Andy, your posting is something I anticipate eagerly. I was out of your loop for a bit but am happily back in the fold. There is so little real literacy in the world, especially on the subject nearest a foodie’s heart. You are a most unique philosopher-farmer.
Andy – your writing touches my heart…. thank you
Hi Andy,
I love all your pieces and this one is a fine example. I remember Bolinas, Mt. Tam, and SF from back in those days, although now I am much farther north . . .
Keep writing, you shine . . .
Thanks for the nice comments. I remember 3:30 AM’s trucks.
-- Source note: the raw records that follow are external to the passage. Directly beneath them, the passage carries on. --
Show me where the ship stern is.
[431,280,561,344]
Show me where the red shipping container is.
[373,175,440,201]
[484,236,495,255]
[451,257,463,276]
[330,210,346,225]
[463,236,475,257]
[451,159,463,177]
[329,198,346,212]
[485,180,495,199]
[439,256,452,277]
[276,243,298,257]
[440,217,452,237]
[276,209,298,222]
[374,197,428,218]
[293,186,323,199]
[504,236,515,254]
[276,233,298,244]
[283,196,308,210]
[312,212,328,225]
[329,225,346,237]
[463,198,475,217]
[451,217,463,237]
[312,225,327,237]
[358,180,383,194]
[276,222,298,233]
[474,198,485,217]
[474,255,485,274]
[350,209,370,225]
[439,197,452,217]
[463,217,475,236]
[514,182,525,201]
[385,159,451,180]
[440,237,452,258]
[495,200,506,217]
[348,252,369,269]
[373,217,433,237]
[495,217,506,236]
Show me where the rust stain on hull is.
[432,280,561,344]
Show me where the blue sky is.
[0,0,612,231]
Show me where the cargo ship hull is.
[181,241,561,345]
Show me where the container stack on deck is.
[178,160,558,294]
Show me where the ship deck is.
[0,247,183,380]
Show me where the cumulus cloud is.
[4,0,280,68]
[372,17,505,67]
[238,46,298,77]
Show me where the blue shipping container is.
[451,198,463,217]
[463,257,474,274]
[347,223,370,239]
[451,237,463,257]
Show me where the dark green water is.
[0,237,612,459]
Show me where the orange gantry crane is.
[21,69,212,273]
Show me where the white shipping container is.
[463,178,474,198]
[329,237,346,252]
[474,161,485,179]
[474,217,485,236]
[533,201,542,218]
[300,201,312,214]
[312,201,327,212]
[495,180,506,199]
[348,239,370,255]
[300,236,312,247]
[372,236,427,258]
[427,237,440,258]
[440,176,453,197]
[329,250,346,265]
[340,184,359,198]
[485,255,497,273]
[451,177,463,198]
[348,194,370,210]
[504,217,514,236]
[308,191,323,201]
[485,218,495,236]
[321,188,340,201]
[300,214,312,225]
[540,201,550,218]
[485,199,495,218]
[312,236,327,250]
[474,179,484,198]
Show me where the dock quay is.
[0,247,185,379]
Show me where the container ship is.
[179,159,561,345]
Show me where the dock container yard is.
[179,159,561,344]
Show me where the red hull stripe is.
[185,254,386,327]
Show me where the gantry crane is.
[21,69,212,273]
In between farm jobs I worked for a little organic produce company out of Watsonville called Oranic Matters and spent a lot more nights going up to the city. I can think of two “food” stories that haven’t been told yet. One would be a look at the food world from the point of view of someone who has spent a career working the wholesale produce terminals, like Jerrold Street, South City, or the mother of all terminal markets, the Hunts Point Terminal Market in the Bronx. Another interesting book to read would be a biography of Veritable Vegetable, since the ups and downs and the curves in the roads they’ve taken could amount to a history of the counterculture as seen through a unique lens.
Andy,
I’m so happy to see that others are as enamoured of your writing as I’ve been all these years! No one sets up a scene like you do, you know. I’m so happy to see that you have your own, dedicated blog.
Keep it up!
Hey there Andy:
Last time we spoke you were planning to have me delivering to the restaurants for you; after a holding cooler warehouse had been set up on the peninsula.
Since then, I was a hit & run victim, & have been trying to get by on CA state temp disability ($436 mo.)while the disks in my lower back heal.
Thank the Goddesses for Billiam Crepps, who has me help @ the tuesday market, because my rent is $600. We all have our crosses to bear, I know.
It sure would be awesome to help you in some way w/ the business.
Mushroom John is looking to get a cargo bike to facilitate his SF deliveries.
He has me in mind to be his man for this route work. What do you say?
Do you have that ladybug candle lantern in service?
I sure do miss you, old friend…
John
Just found this site – beautiful piece of writing.
This is all about real people doing real things. I thank you so much for sharing.